Sandra’s work has been published: McKeown S, Konrad SL, McTavish J, Boyce E. Evaluation of hospital staff's perceived quality of librarian-mediated literature searching services. J Med Libr Assoc. 2017 Apr;105(2):120-131. doi: 10.5195/jmla.2017.201
She and her fellow authors used a Critical Incident Technique to ask users to identify and talk about one experience. They discussed their survey with their library team and with experts, and the responses improved its design. They tested it to ensure internal consistency, and calculated the sample size needed to provide 95% confidence.
68% had tried their own search. Satisfaction seems to be related to method of request. They found a significant relationship between satisfaction and librarian clarification of question (compare or finding that the one area where search requesters did not consider mediated searches superior was in the understanding of the search question).

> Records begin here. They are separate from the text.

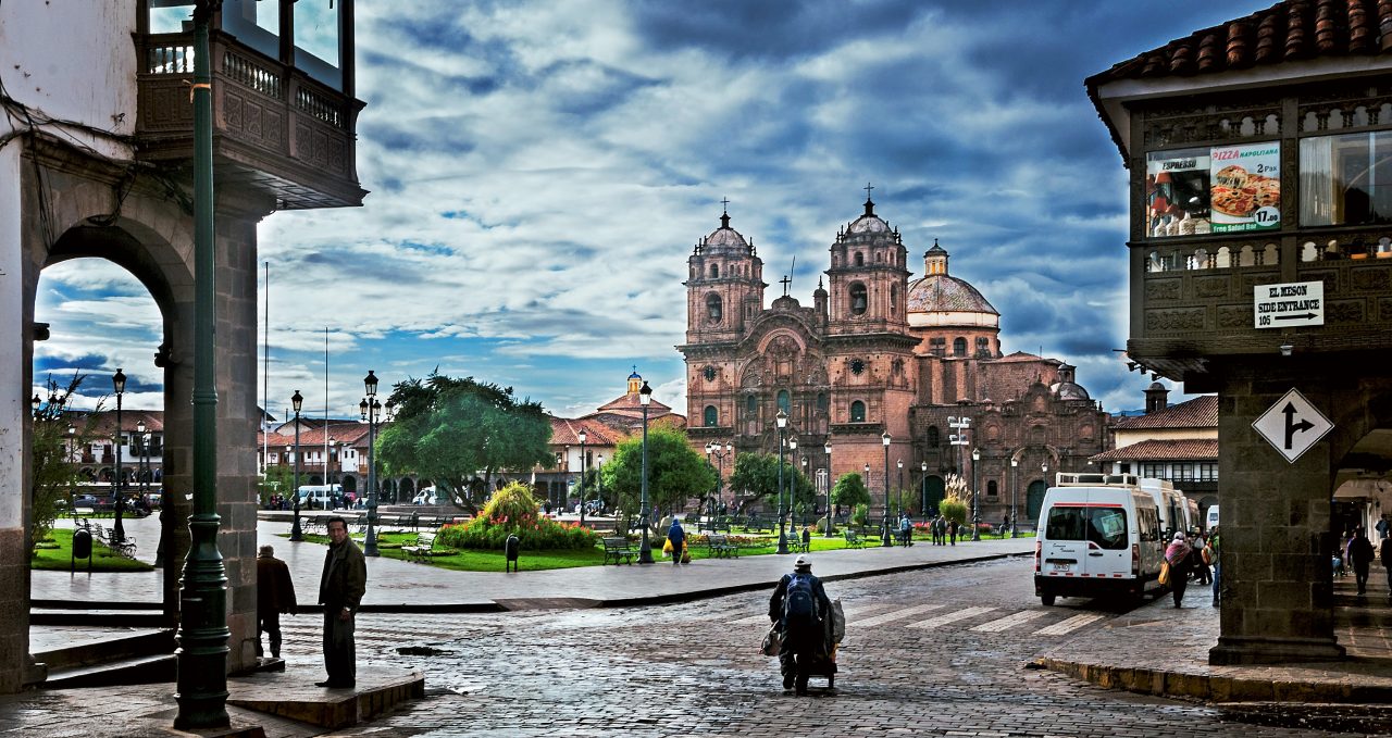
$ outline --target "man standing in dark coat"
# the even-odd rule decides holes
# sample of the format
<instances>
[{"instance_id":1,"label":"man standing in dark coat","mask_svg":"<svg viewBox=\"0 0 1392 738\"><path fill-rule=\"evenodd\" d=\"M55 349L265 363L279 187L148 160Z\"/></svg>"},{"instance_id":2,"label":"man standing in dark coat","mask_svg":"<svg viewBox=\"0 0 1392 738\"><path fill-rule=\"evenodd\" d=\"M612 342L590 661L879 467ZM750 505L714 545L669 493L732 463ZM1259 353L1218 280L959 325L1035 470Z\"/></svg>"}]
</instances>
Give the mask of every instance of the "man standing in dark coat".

They had few patient care requests. People prefer electronic submission, and are generally satisfied with service, but those using a paper form are less satisfied. They wondered if the paper form is not too PICO based, especially if they receive few patient care questions. For future research they want to look more closely at the method of communication. Their results could be subject to recall and response bias. Compare responders with non-responders?
The last paper was about Australian health libraries and how they could help their parent organisations achieve accreditation, the HeLiNS (Health Libraries for the National Standards) Project Australian hospitals have to meet ten national standards, so they surveyed libraries to see what services they offered to support the standards, for example in governance by managing guidelines documentation, and creating and maintaining repositories of institutional research. Serious safety and quality incidents have provoked an interest in improving resources
In questions, someone asked if Sandra’s research included searches for course work. No, she answered, they exclude them, as indeed we do at Brighton and Sussex NHS Library and Knowledge Service. Andrew Booth (him again)commented on the high methodological quality of the papers and asked how did presenters gain these skills? Two of the speakers had MScs in research or epidemiology, others team had access to an expert. (STEP is not a research project in this sense)All expressed the wish that there was better access to biostatisticians. Another question concerned the Chinese whispers problem of search requests, where the search request reaches the searcher from someone other than the original requester, for example the question goes from consultant to registrar to junior loss in translation?